Israel werde Tausende Soldaten einsetzen müssen, um die Hamas im Häuserkampf besiegen zu können, sagte Reisner, der als Oberst dem österreichischen Generalstab angehört. “Schon um einen einzelnen Scharfschützen zu bekämpfen, braucht man eine ganze Gruppe von acht oder zehn Soldaten”, erklärte er Table.Media. Aus diesem Grund hätten die Israel Defense Forces (IDF) auch mehr als 350.000 Reservisten eingezogen. Zugleich sei die Massenmobilisierung “ein Zeichen im Informationsraum an Israels Feinde, dass sie sich keinen Illusionen über mangelnde Entschlossenheit hingeben sollten”.
Die Hamas habe durch ihren Terrorüberfall am 7. Oktober im Informationskrieg einen “überraschenden Erfolg” erzielt, “vor allem dahingehend, dass der Nimbus der Unbesiegbarkeit der israelischen Armee einen Schlag versetzt bekommen hat”. Zugleich habe der Angriff in den frühen Morgenstunden des jüdischen Feiertags Simchat Tora für “Chaos und Übersättigung der israelischen Sicherheitseinrichtungen” gesorgt. “Für einen halben Tag war die Armee dadurch wie gelähmt, aber das hat der Hamas gereicht an diesem schwarzen Schabbat-Morgen”, so Reisner. Das komplette Interview von Markus Bickel lesen Sie im Security.Table.
Migration: Union fordert Arbeitspflicht. Die Fraktion der CDU/CSU fordert die Bundesregierung auf, zugewanderte und geflüchtete Menschen, die das Asylverfahren erfolgreich abgeschlossen haben, zu praktischen Tätigkeiten zu verpflichten. “Dafür braucht es einen niedrigschwelligen und verpflichtenden Ansatz”, heißt es in einem entsprechenden Bundestags-Antrag, der Table.Media vorliegt. “Unser Land ist ganz offensichtlich nicht gut darin, erwerbsfähige Menschen mit Bleiberecht an den Arbeitsmarkt und an eine Ausbildung heranzuführen”, erklärte dazu der innenpolitische Sprecher der Union, Alexander Throm: “Wer dauerhaft in Deutschland leben will, integriert sich am erfolgreichsten über den Job.” 45 Prozent der anerkannten Flüchtlinge beziehen laut Throm derzeit Bürgergeld: “Kommunen nehmen wahr, dass sich manch einer im Bürgergeld ‘einrichtet’.” Nach Vorstellung der Union sollte diese Arbeit den Sprach- und Integrationskursen dann gleichgestellt werden.

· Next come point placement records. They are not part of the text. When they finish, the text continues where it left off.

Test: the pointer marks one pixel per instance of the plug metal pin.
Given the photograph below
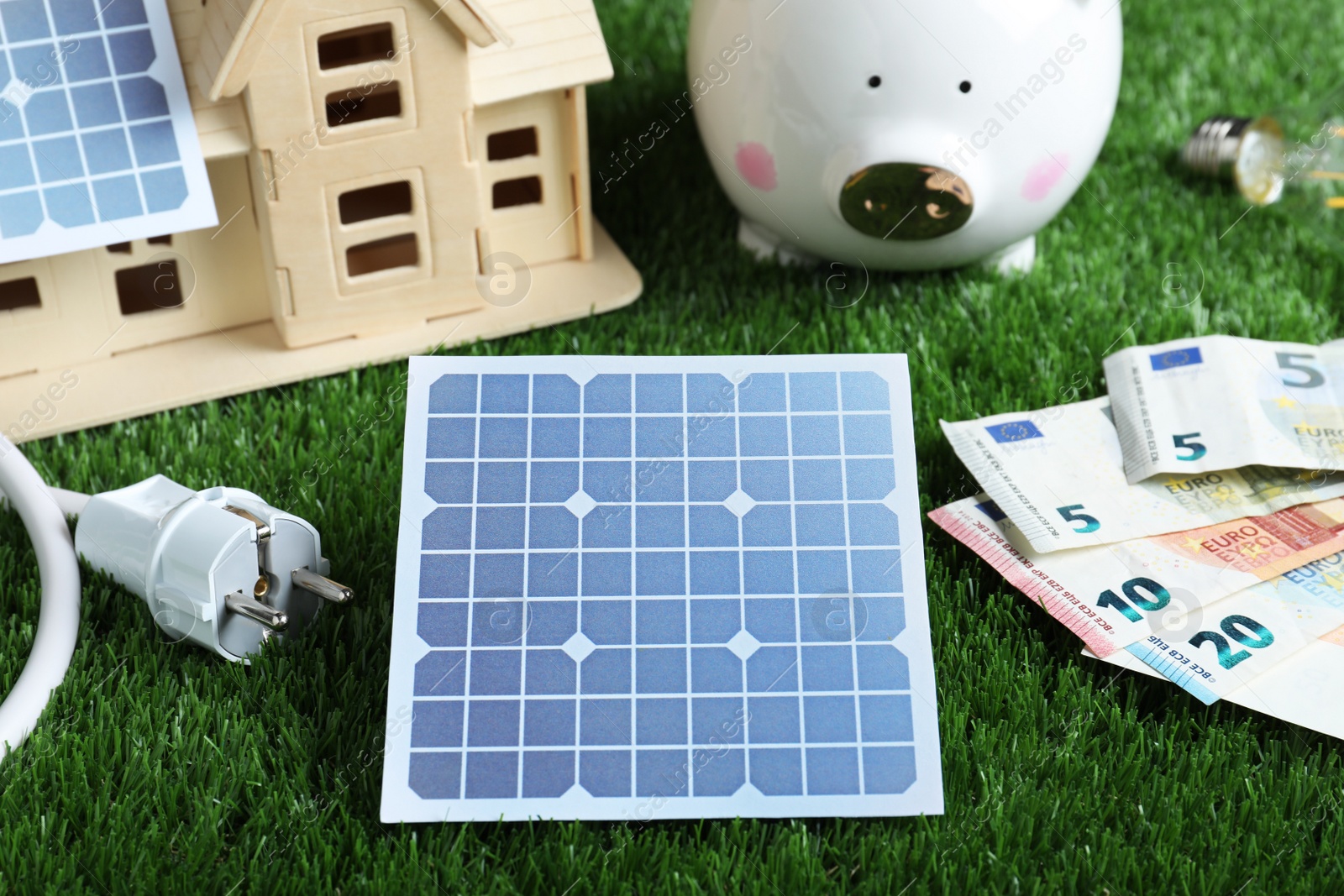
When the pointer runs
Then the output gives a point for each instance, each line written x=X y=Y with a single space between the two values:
x=322 y=586
x=257 y=611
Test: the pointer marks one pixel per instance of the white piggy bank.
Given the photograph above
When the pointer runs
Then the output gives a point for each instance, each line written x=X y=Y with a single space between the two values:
x=902 y=134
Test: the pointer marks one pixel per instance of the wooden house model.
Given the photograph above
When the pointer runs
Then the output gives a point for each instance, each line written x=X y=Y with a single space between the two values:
x=389 y=176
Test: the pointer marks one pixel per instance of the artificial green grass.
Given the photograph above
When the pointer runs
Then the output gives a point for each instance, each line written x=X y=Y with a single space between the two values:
x=160 y=768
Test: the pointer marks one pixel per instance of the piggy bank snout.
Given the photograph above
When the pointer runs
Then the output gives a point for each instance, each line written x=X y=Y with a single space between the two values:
x=906 y=201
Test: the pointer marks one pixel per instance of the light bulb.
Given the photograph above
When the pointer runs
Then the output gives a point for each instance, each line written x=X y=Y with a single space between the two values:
x=1290 y=159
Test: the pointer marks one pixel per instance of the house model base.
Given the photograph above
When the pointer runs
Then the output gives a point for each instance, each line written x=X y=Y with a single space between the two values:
x=390 y=176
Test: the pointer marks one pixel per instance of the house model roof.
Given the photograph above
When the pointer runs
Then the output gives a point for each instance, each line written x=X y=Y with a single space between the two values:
x=515 y=47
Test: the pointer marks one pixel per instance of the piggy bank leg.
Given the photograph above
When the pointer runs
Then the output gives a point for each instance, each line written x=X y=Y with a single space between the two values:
x=1018 y=258
x=765 y=244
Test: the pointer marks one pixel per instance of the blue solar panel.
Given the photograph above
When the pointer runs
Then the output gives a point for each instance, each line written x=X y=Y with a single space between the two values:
x=660 y=587
x=97 y=139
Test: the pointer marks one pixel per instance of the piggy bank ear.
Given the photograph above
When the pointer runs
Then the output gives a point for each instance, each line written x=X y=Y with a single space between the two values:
x=756 y=165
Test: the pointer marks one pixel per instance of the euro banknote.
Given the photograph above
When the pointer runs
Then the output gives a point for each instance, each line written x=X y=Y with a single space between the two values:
x=1221 y=402
x=1117 y=594
x=1059 y=474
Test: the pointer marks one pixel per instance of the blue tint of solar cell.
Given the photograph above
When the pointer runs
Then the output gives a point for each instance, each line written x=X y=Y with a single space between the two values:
x=763 y=392
x=832 y=770
x=886 y=718
x=503 y=437
x=773 y=669
x=659 y=481
x=770 y=620
x=491 y=775
x=606 y=574
x=867 y=434
x=764 y=437
x=504 y=394
x=820 y=524
x=777 y=772
x=716 y=621
x=873 y=524
x=155 y=144
x=554 y=483
x=766 y=479
x=551 y=622
x=660 y=720
x=712 y=527
x=549 y=723
x=768 y=526
x=454 y=394
x=496 y=672
x=445 y=575
x=773 y=720
x=445 y=436
x=716 y=669
x=717 y=720
x=608 y=481
x=714 y=573
x=659 y=527
x=15 y=167
x=605 y=773
x=882 y=668
x=877 y=571
x=817 y=481
x=768 y=571
x=709 y=394
x=608 y=526
x=499 y=575
x=548 y=773
x=827 y=668
x=660 y=669
x=492 y=723
x=659 y=437
x=662 y=773
x=436 y=775
x=497 y=624
x=551 y=672
x=659 y=573
x=143 y=98
x=554 y=394
x=816 y=434
x=132 y=51
x=608 y=394
x=659 y=621
x=823 y=573
x=69 y=206
x=606 y=621
x=443 y=625
x=553 y=527
x=501 y=528
x=441 y=673
x=437 y=723
x=555 y=437
x=658 y=392
x=501 y=483
x=604 y=721
x=711 y=437
x=553 y=575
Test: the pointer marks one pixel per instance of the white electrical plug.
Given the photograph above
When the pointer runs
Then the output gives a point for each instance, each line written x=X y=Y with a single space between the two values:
x=219 y=567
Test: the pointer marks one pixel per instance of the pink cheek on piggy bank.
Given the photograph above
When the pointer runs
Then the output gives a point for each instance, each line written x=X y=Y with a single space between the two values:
x=1043 y=176
x=756 y=164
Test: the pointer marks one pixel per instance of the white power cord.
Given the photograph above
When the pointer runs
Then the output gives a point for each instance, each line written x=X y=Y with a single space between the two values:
x=221 y=569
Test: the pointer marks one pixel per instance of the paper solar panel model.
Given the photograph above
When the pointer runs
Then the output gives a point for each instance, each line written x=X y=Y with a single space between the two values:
x=386 y=177
x=660 y=587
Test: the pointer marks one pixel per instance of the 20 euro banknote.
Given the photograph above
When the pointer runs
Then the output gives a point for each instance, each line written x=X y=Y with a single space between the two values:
x=1058 y=473
x=1221 y=402
x=1113 y=595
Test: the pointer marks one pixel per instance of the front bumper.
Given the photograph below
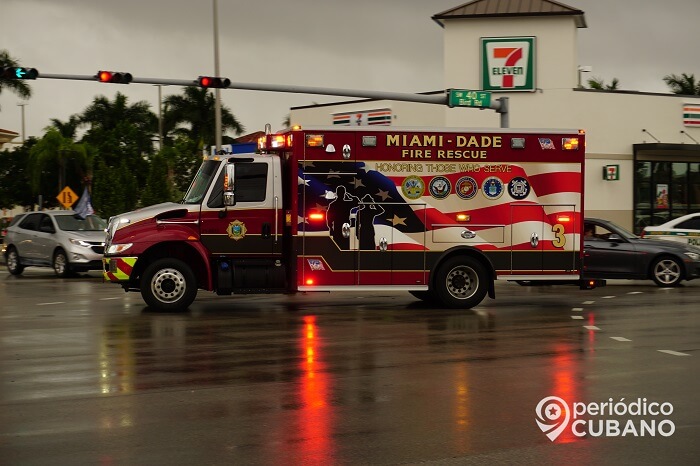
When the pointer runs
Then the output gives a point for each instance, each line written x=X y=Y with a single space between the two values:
x=118 y=269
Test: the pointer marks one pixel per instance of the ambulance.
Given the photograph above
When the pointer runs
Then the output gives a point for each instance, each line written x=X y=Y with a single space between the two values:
x=439 y=213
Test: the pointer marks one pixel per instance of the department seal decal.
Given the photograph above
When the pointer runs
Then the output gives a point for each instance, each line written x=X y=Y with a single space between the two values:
x=492 y=187
x=236 y=230
x=519 y=188
x=439 y=187
x=413 y=187
x=466 y=187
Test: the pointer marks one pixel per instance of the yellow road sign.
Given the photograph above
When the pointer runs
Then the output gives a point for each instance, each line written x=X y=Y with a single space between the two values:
x=67 y=197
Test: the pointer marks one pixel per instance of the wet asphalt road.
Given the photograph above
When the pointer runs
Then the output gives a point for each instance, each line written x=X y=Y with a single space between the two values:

Zuvor hatte schon der Deutsche Landkreistag eine Arbeitspflicht für alle Migranten gefordert. Verbandspräsident Reinhard Sager, ebenfalls CDU-Mitglied, hatte am Freitag in der Bild geäußert, dass es dabei egal sei, ob es sich um “gemeinnützige Arbeit oder eine Arbeit in der Gastronomie” handele. Die Union macht sich diese Forderung nun teilweise zu eigen, und konkretisiert in ihrem Antrag, welche Tätigkeiten infrage kommen sollten: “Dies können unterstützende Tätigkeiten in Einrichtungen der Daseinsvorsorge sein, etwa Pflege- und Gartenarbeiten in öffentlichen Grünanlagen, Reinigungs- und Instandhaltungsarbeiten in Gemeinden oder unterstützende Tätigkeiten in der Jugend-, Kranken- und Altenhilfe.”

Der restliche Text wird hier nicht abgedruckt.